Varnedoe's last e-mail, a week before his death, promised me a couple of sentences of insight into this pet project. They never came, of course, and I've been looking for clues ever since. Most helpful was another of his former students, Jeffrey Weiss, curator of modern art at the National Gallery. Weiss said that Kirk had spoken of "a shared language" of art that the three artists developed (they worked, lived and sometimes slept together in several combinations), a language based in part on their shared experience of Southern culture.

Even the most illustrious career leaves much undone, much unsaid.
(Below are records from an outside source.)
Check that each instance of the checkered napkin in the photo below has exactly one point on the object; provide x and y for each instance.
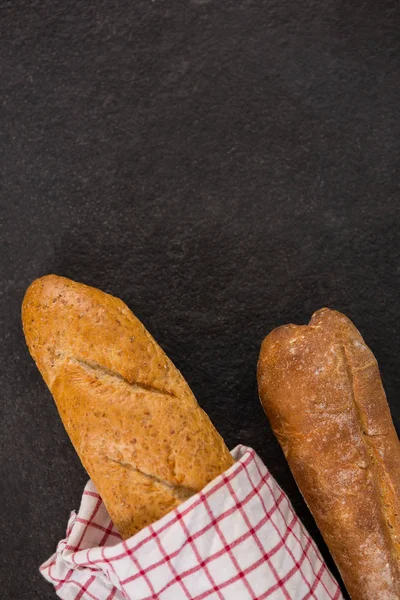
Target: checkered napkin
(237, 539)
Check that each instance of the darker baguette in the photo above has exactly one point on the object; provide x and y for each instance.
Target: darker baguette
(321, 390)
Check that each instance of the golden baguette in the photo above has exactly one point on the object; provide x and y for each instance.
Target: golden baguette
(320, 386)
(134, 422)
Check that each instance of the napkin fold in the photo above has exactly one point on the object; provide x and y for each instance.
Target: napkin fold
(238, 539)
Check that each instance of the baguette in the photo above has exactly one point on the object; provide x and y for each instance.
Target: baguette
(320, 387)
(132, 418)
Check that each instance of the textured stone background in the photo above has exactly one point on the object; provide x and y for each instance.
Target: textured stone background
(224, 167)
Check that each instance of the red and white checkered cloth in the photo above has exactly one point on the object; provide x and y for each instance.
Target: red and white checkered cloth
(238, 539)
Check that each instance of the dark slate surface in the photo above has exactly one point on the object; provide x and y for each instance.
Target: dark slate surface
(224, 167)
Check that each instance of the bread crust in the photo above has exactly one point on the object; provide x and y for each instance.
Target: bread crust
(321, 389)
(131, 416)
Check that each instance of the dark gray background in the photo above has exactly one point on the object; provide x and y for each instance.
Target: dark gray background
(224, 167)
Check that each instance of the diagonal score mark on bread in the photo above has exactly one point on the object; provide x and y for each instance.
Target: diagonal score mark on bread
(179, 491)
(131, 416)
(95, 366)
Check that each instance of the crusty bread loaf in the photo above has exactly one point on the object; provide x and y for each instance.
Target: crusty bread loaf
(132, 418)
(320, 387)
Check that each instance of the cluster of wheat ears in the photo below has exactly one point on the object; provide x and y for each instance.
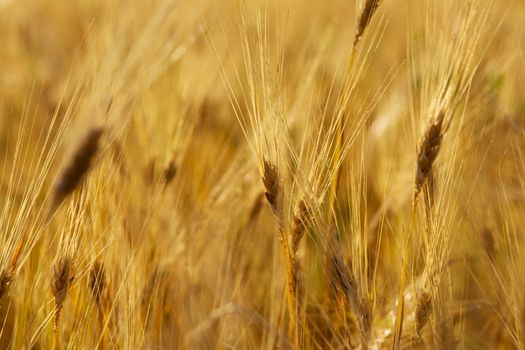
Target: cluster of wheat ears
(291, 174)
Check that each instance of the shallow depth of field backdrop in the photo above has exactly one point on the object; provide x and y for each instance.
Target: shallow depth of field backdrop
(274, 174)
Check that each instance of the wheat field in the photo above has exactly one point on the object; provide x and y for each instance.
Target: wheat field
(262, 174)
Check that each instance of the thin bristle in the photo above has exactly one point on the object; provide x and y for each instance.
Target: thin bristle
(364, 19)
(5, 282)
(170, 171)
(97, 281)
(62, 279)
(423, 310)
(298, 225)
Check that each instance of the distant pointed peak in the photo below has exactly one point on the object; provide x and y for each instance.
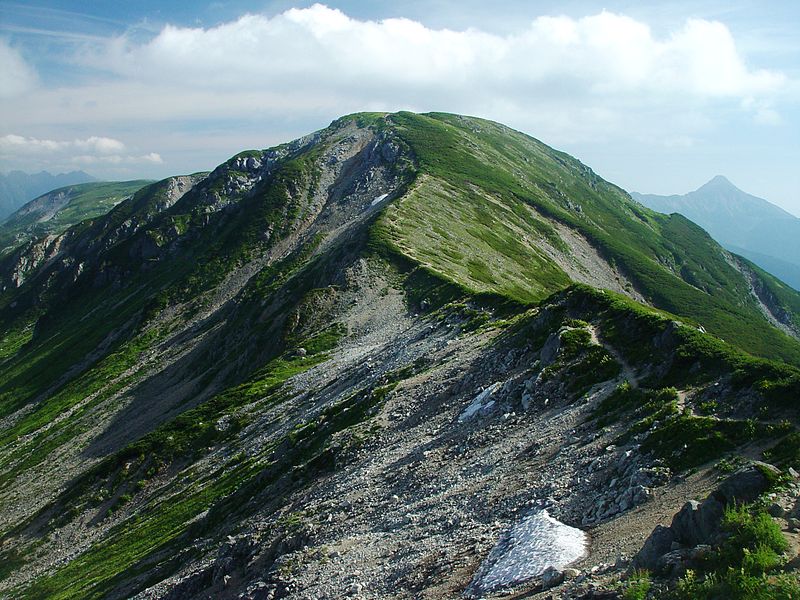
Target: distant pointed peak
(720, 181)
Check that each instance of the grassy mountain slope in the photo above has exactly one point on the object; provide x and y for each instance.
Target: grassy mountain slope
(741, 222)
(206, 357)
(56, 211)
(491, 176)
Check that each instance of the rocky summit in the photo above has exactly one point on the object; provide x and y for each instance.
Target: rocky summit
(407, 356)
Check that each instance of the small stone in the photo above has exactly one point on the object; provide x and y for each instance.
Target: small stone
(354, 588)
(571, 573)
(551, 578)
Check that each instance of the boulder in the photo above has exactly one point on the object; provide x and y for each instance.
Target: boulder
(697, 522)
(551, 578)
(655, 546)
(747, 484)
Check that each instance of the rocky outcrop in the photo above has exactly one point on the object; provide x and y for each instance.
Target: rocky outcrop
(697, 524)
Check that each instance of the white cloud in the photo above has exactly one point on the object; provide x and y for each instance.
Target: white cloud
(28, 152)
(567, 80)
(16, 76)
(323, 49)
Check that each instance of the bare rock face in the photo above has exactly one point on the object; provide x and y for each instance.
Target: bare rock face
(698, 523)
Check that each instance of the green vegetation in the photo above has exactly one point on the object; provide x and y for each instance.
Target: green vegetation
(637, 586)
(484, 199)
(71, 204)
(786, 453)
(745, 564)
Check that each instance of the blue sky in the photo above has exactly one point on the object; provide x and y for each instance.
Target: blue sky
(654, 96)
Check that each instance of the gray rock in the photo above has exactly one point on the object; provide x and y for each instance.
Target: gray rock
(655, 546)
(551, 578)
(746, 484)
(696, 522)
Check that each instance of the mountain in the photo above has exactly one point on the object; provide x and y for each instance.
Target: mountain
(382, 360)
(18, 187)
(56, 211)
(745, 224)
Taking advantage of the unrestrained hospitality of Varnedoe's sister, Comer Meadows, I made a respectful pilgrimage to Savannah. Touring the famous squares, I encountered Sgt. Jasper and a dozen houses connected to Kirk's family, branches of which have been prominent in the city for centuries. I stayed in the rambling beach cottage on Tybee Island, I ate oysters with Kirk's brother Gordon at the Crab Shack. I walked through the ancestral hunting cabin, now decomposing in the pinewoods. I saw the big brick house on the square where he grew up, and portraits of Johnny Unitas and Ray Charles he drew when he was a boy. We stood on the bluff where a few bricks remain of the family's last "big house," Beaulieu, which burned in 2002.

And finally, the Varnedoe gravesites, under a huge live oak smothered in Spanish moss, on a bluff overlooking the river and the salt marshes. Deep South with all the trimmings — scenes from Midnight in the Garden of Good and Evil were filmed just down the river. Several graves are flying Confederate battle flags, and nearby is a headstone for Kirk's cousin, Braxton Bragg Comer.

The footprints end there, light years from that museum on 53rd Street in Manhattan. All in all, a Southerner's life that showed a fine disregard for the rules, and managed to change a few. Maybe it's not too grand to recycle Jasper Johns' epitaph for Marcel Duchamp: "He has changed the condition of being here."